従来より高い圧縮率でデータサイズを削減でき、同じゲーム資源でも転送量を大幅に減らせます。例えばNVIDIAのデモでは、4Kテクスチャを通常より約44%小さいサイズに圧縮できたと報告されています。データが小さければコピー時間も短くて済み、結果として読み込みの高速化につながります。
NVMe SSDの性能を最大活用 DirectStorageは高速なNVMe SSDの帯域をフルに引き出せるよう最適化されています。従来のAPIでは単一スレッドでの読み込みなど制約がありましたが、DirectStorageでは多数のI/O要求を並列処理することでGB/s級の転送を可能にします。
実際、NVMe SSDでのデータ読み込み速度が従来の約2.8GB/sからDirectStorage使用時には約4.8GB/sへ70%向上した例も報告されています。こうした高速I/Oによりストレージ側の待ち時間が大幅に減り、ロード時間短縮に直結します。
実際にどのくらい速くなるのか?
実際のDirectStorage対応ゲームでは、ロード時間がどれほど短くなるのでしょうか。
初めてDirectStorageに対応した『FORSPOKEN』では、大容量のシーン読み込みが約10秒からわずか2秒前後にまで短縮されました。実際のデモでも5.5GBものゲームデータを約1.9秒で読み込んでおり、従来では考えられない速さです。
Microsoftの発表によれば、DirectStorage対応ゲームではロード時間が平均で20~40%短縮するとされています。従来はNVMe SSDでもSATA SSDと比べてロード時間の差は僅かでしたが、DirectStorage対応タイトルではその差が一目瞭然です。
例えば『FORSPOKEN』では、NVMe SSDならファストトラベルがほぼ瞬時に完了する一方、SATA SSDでは従来通り数秒のロード画面が発生しました。
DirectStorage対応NVMe環境が従来とは一線を画していることが見てとれます。
対応環境と注意点
では、このDirectStorageの恩恵を受けるにはどのような環境が必要か、注意点と併せて確認しておきましょう。
対応OS
Windows 10(バージョン1909以降)または Windows 11
Windows 10でもDirectStorage自体は利用可能ですが、Windows 11の方が対応APIが充実しており最適化されています。
可能であればWindows 11環境で利用するのが望ましいです。
ストレージ
NVMe接続のSSD
DirectStorageは高速なNVMe SSDでのみ機能します。ゲームをSATA接続のSSDやHDDにインストールしている場合、DirectStorageは有効になりません。

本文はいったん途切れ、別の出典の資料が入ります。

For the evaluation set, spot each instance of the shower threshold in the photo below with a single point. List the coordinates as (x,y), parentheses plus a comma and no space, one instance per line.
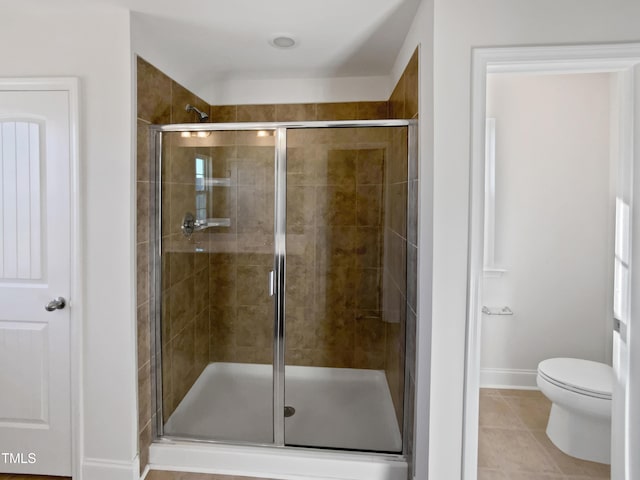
(338,408)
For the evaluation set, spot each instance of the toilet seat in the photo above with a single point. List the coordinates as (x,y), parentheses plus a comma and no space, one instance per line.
(584,377)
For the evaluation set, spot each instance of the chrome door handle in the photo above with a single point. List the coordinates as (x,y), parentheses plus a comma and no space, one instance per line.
(57,304)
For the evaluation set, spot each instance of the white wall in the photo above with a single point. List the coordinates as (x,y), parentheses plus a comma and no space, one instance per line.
(92,43)
(461,25)
(554,222)
(248,91)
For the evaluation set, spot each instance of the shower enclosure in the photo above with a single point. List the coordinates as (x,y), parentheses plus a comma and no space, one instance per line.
(280,282)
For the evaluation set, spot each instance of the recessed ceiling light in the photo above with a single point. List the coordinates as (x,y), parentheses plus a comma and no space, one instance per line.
(283,41)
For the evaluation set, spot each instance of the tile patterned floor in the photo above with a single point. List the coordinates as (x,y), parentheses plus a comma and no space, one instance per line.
(14,476)
(513,444)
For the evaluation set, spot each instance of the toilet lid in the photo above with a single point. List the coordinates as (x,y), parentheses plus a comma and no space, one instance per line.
(579,375)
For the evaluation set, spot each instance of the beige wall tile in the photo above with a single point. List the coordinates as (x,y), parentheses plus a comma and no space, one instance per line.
(370,166)
(180,98)
(144,396)
(154,93)
(144,332)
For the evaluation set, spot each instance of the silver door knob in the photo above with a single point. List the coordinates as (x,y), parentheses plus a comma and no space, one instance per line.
(57,304)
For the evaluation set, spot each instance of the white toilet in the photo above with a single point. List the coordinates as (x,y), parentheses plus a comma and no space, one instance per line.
(580,419)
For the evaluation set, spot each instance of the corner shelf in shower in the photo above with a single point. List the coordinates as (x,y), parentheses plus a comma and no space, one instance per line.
(217,182)
(212,222)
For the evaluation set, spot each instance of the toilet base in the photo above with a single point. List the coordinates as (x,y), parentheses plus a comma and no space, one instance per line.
(581,436)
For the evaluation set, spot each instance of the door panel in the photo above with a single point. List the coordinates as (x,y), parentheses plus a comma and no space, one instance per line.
(35,425)
(217,311)
(345,287)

恩恵を得るには、ゲームデータをNVMe SSD上に置くようにしましょう。
GPU
DirectX 12対応のグラフィックスカード
DirectStorageはDirectX 12世代のGPUであれば動作します。
目安として、NVIDIAならGeForce GTX 16シリーズ/RTX 20シリーズ以降、AMDならRadeon RX 5000シリーズ以降のモデルが対応しています。
極端に旧世代のGPUでない限り心配はいりません。
ゲームタイトル
DirectStorage対応のゲームソフト
ゲーム側がDirectStorageに対応していなければ、この機能は恩恵を発揮しません。
現状では対応タイトルが限られており、『モンスターハンターワイルズ』や『ファイナルファンタジーXVI』など最新のゲームに限定されますが、今後徐々に増えていくと期待されています。
お使いのゲームが対応しているか確認してみましょう。
なお、お使いのPCがDirectStorageに対応しているかは、WindowsのXboxゲームバー設定内「ゲーム機能」の項目で確認できます。NVMeドライブと対応GPUを搭載していれば「DirectStorageが有効」と表示されるはずです。

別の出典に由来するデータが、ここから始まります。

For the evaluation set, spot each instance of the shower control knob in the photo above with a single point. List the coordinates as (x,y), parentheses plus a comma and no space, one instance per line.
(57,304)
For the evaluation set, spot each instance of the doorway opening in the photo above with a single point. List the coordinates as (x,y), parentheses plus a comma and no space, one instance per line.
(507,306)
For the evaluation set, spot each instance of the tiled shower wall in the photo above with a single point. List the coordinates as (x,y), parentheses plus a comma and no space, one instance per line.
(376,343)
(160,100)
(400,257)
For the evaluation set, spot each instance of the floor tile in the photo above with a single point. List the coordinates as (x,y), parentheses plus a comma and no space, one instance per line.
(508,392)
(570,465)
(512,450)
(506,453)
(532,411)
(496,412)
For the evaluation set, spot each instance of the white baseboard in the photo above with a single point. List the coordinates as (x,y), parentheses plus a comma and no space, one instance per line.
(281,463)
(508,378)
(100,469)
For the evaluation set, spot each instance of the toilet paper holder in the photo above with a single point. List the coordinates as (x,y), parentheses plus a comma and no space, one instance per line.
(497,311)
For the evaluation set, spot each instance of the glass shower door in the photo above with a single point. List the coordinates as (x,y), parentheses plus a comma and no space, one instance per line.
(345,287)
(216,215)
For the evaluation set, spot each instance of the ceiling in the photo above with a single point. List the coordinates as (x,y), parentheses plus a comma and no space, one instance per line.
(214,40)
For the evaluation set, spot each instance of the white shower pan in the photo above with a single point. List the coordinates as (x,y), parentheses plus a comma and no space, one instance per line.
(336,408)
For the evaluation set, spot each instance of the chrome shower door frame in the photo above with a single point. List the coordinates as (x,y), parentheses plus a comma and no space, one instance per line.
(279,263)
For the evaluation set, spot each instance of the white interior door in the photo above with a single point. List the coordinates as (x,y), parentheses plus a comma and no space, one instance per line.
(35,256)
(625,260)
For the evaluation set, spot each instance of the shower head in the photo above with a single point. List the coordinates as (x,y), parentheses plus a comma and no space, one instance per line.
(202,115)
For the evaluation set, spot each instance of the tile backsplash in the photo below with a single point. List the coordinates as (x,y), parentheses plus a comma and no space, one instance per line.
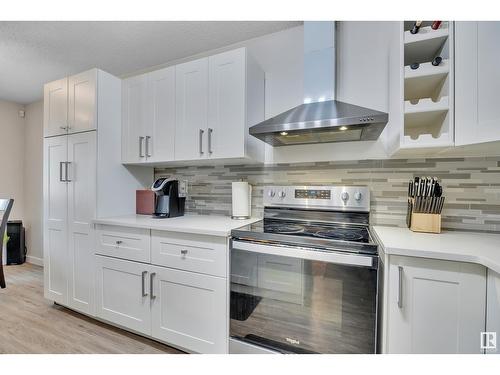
(471,186)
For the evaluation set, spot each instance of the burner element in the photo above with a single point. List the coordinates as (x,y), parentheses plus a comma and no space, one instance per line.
(340,234)
(284,228)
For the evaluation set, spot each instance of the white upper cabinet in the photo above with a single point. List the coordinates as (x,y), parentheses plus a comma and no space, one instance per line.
(477,79)
(194,111)
(70,104)
(136,114)
(226,105)
(82,109)
(55,108)
(434,306)
(191,110)
(160,135)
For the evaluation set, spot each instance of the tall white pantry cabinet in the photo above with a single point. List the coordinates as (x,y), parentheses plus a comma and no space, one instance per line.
(83,178)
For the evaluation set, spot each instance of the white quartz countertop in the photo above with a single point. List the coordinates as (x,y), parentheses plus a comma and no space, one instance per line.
(473,247)
(213,225)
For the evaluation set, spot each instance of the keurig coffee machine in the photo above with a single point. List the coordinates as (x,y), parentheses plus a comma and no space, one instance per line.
(170,197)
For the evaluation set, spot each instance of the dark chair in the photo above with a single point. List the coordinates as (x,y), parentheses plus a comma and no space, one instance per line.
(5,207)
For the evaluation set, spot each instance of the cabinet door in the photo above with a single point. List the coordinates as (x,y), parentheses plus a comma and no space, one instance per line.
(191,103)
(135,118)
(189,310)
(441,306)
(226,120)
(55,108)
(55,198)
(477,78)
(82,104)
(122,293)
(160,135)
(81,173)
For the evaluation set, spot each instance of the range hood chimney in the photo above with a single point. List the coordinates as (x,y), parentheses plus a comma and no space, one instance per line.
(321,118)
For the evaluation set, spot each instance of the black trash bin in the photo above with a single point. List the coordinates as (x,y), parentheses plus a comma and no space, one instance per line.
(16,249)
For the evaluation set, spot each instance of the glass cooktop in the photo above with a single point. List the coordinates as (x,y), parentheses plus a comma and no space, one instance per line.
(340,232)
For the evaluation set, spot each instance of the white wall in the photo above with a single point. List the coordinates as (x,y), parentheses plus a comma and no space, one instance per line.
(33,177)
(12,156)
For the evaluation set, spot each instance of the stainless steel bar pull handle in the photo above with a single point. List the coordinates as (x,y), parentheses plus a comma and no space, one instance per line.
(201,141)
(148,153)
(151,292)
(66,171)
(400,287)
(60,171)
(210,131)
(141,151)
(144,273)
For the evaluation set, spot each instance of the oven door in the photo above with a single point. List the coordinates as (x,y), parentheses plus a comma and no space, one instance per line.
(296,300)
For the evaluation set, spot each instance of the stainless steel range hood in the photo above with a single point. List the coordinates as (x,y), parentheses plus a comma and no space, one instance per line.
(321,118)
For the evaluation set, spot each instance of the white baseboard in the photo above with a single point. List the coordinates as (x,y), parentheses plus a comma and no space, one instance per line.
(34,260)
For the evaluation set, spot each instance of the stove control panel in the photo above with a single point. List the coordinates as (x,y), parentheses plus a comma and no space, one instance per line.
(343,198)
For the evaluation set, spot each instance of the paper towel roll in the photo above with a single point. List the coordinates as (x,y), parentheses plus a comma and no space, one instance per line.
(242,200)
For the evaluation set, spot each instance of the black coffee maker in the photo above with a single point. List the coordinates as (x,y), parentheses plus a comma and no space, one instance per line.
(170,197)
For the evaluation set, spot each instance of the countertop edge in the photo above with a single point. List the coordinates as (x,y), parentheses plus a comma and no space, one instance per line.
(121,221)
(455,257)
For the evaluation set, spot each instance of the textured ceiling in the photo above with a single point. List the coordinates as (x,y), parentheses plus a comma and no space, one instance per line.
(33,53)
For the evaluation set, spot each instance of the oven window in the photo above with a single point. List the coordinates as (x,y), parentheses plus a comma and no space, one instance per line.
(302,306)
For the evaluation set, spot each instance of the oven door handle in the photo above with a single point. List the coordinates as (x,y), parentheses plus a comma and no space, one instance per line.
(301,253)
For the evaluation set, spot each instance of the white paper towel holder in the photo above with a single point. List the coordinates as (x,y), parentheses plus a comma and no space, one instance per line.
(245,217)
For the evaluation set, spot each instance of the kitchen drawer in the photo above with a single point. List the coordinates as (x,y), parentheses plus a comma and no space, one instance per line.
(190,252)
(124,242)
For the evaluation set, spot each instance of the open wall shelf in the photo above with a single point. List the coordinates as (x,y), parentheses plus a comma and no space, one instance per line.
(428,91)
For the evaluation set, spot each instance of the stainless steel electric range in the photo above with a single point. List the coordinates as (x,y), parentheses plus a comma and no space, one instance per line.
(305,278)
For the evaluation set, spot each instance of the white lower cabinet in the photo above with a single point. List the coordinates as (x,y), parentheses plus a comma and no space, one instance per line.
(434,306)
(122,293)
(493,312)
(179,295)
(189,310)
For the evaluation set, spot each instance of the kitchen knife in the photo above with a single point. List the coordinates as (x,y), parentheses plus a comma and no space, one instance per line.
(429,186)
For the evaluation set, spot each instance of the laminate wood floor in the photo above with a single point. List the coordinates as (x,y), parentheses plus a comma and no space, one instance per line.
(31,324)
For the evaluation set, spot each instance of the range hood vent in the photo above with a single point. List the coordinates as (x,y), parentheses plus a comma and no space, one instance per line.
(321,119)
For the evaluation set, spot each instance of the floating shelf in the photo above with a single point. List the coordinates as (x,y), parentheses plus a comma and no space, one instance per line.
(427,70)
(426,81)
(427,105)
(426,141)
(428,90)
(425,45)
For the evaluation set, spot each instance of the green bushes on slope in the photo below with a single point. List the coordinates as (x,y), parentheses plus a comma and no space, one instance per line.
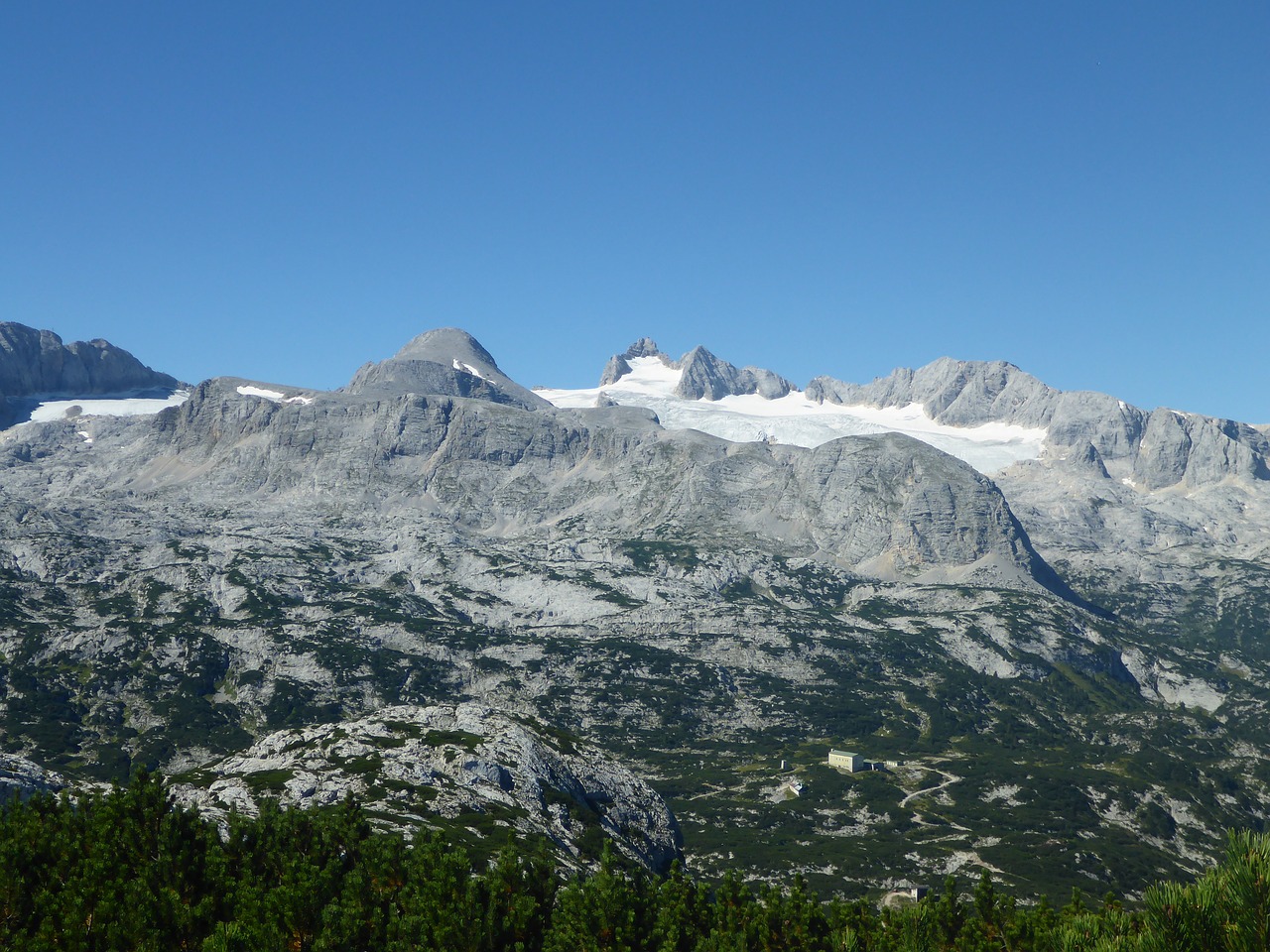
(127,870)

まとめ:DirectStorageはゲーム体験を一段階引き上げる
DirectStorageはゲームのロード時間に革命をもたらす画期的な技術です。
データ読み込みのボトルネックを取り除くことで、これまで長かったロード画面を大幅に短縮し、プレイヤーを待たせません。
高速ストレージと強力なGPUを活かして、ゲーム世界への没入感を損なわないスムーズな体験を提供してくれます。

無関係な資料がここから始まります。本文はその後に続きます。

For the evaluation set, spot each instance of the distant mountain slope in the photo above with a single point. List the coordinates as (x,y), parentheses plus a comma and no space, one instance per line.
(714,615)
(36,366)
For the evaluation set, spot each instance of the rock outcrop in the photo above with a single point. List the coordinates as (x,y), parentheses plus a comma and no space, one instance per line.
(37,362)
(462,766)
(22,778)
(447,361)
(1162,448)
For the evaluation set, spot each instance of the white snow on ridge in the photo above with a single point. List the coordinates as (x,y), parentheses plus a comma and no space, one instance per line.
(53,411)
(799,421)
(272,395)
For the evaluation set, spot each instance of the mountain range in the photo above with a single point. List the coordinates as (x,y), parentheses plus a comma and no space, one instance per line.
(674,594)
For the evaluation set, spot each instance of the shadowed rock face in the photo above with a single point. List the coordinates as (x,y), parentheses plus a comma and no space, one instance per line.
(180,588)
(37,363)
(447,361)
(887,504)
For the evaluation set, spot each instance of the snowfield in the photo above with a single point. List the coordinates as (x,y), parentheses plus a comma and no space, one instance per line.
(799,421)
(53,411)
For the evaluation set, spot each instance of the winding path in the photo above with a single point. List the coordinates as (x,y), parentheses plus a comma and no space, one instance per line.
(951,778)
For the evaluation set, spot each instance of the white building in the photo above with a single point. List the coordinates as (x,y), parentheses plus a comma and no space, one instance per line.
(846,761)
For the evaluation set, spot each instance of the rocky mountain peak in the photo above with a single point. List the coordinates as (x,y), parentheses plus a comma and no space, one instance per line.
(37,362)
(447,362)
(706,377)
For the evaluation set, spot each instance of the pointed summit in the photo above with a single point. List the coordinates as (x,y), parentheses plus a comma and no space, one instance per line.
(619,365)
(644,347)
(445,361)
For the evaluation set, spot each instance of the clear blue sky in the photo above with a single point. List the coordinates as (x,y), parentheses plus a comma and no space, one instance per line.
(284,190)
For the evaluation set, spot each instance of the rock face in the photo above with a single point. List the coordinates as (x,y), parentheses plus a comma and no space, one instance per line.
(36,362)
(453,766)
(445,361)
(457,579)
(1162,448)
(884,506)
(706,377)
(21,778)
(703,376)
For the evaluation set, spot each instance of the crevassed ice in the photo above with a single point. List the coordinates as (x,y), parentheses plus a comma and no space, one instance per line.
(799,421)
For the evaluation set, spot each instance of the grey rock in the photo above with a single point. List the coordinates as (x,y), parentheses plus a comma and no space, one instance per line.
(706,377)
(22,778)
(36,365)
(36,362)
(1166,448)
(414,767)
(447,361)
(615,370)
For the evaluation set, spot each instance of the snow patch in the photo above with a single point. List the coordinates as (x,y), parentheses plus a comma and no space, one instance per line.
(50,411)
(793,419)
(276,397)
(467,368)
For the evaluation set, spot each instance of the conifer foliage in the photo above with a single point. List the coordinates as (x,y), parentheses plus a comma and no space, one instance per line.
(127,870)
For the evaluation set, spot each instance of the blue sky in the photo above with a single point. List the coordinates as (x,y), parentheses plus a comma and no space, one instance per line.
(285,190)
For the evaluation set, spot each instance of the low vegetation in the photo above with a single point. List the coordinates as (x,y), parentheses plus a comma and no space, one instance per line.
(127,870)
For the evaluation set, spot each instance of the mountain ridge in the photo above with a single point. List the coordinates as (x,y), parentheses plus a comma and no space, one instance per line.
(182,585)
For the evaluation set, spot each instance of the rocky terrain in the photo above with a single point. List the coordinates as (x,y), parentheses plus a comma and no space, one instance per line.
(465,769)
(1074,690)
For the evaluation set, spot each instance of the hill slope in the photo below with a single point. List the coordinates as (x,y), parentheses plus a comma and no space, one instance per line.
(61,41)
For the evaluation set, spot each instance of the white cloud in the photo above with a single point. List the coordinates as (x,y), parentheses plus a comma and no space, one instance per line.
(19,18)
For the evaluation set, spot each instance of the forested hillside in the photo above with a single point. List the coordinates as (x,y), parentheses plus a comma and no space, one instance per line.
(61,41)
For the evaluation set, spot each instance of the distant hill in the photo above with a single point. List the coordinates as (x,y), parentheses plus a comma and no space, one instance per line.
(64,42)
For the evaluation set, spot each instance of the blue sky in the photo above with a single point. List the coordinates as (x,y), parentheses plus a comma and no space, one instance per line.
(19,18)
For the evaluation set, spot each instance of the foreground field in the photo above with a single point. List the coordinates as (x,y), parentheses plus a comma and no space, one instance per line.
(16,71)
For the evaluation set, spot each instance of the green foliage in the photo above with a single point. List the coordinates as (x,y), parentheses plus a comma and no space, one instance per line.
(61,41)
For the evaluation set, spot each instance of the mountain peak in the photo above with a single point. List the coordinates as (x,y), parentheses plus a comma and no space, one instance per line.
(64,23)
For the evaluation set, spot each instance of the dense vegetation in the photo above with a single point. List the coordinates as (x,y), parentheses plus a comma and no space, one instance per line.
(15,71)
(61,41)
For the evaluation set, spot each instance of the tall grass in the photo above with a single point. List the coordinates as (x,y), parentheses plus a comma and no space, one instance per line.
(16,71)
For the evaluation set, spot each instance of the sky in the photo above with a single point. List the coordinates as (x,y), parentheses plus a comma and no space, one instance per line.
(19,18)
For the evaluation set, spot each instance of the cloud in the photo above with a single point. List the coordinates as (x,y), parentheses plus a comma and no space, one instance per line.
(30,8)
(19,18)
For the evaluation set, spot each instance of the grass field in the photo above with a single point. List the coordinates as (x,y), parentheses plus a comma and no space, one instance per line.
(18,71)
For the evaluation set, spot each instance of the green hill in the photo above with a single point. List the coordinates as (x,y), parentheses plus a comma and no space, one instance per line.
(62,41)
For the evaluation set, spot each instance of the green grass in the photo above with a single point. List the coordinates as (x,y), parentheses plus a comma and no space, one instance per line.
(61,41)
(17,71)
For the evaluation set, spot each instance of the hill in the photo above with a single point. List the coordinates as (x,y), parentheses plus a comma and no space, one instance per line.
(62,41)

まだ対応タイトル数は少ないものの、今後DirectStorageが普及すれば「ロード時間を気にしない」ことが当たり前になるでしょう。
大容量データを扱う最新ゲームでも、DirectStorage対応PCならハードウェア性能を最大限に発揮できます。
ゲーム体験を一段階引き上げるDirectStorageの恩恵を、ぜひあなたの環境でも体感してみてください。